Information and Intrigue: From the Concilium to Noel Field and Alger Hiss
In the 1890s a young Quaker graduate of Harvard's famed zoology program decided to revolutionize the world's science information systems. Using his own funds, as he awaited customers and support from the largest philanthropic and professional organizations, he established the Concilium in Zurich, Switzerland. Cooperating with Paul Otlet to modify Melvil Dewey's numeric classifications he began to create a universal indexing and retrieval system, promising to distribute a "random access, on time" technologically advanced cumulative file of the world's natural science literature. In 1898 Herbert Field launched what he believed would be his contribution to modernization and world peace.
The story of the rise, fall, re-birth, and demise of the Concilium Bibliographicum is more than a near half-century epic of information technology. The fate of the Zurich system was entwined with the emergence of modern science and its non-profit institutions (and its first professional entrepreneur-scholars in America); with espionage in World War I and World War II; with national competition in science publishing; with the attempt to rebuild world science after Versailles; with the ramifications of the Russian Revolution and the Great Depression; and, with the rise and morphing of America's liberal culture.

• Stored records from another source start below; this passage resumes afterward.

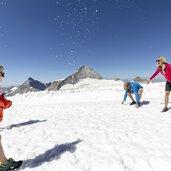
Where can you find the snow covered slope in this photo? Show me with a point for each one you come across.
(84, 127)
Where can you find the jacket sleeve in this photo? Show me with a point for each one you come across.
(125, 96)
(154, 75)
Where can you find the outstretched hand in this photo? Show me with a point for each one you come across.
(148, 81)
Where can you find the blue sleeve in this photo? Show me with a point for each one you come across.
(125, 96)
(136, 97)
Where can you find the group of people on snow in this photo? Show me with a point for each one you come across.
(130, 88)
(135, 88)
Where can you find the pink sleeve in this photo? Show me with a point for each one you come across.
(154, 75)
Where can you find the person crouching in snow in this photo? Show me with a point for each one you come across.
(165, 69)
(133, 88)
(5, 164)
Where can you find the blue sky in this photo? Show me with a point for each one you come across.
(49, 39)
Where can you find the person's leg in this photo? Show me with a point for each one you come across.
(131, 97)
(166, 98)
(140, 94)
(3, 159)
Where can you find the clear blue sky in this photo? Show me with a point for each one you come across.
(49, 39)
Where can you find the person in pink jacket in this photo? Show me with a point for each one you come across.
(5, 164)
(165, 69)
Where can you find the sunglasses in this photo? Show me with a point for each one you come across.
(2, 74)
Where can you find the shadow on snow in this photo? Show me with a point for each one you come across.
(51, 154)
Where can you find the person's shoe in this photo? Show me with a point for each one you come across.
(11, 165)
(165, 109)
(132, 103)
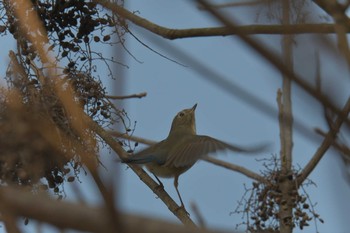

The biography of the Concilium and its founder and his family travels into the twenty-first century as his children became central to the horrible political purges in Eastern Europe; as science, universities, and science information all became big businesses; as America struggled through the Cold War and conflicts over "information socialism"; and, as the new century shows signs that science information will no longer be the domain of idealists like Herbert Field, the ideologues who ran the great Soviet VINITI information system, or even an Information Scientist like Eugene Garfield. Rather, it seems to have become part of the world of global capitalism.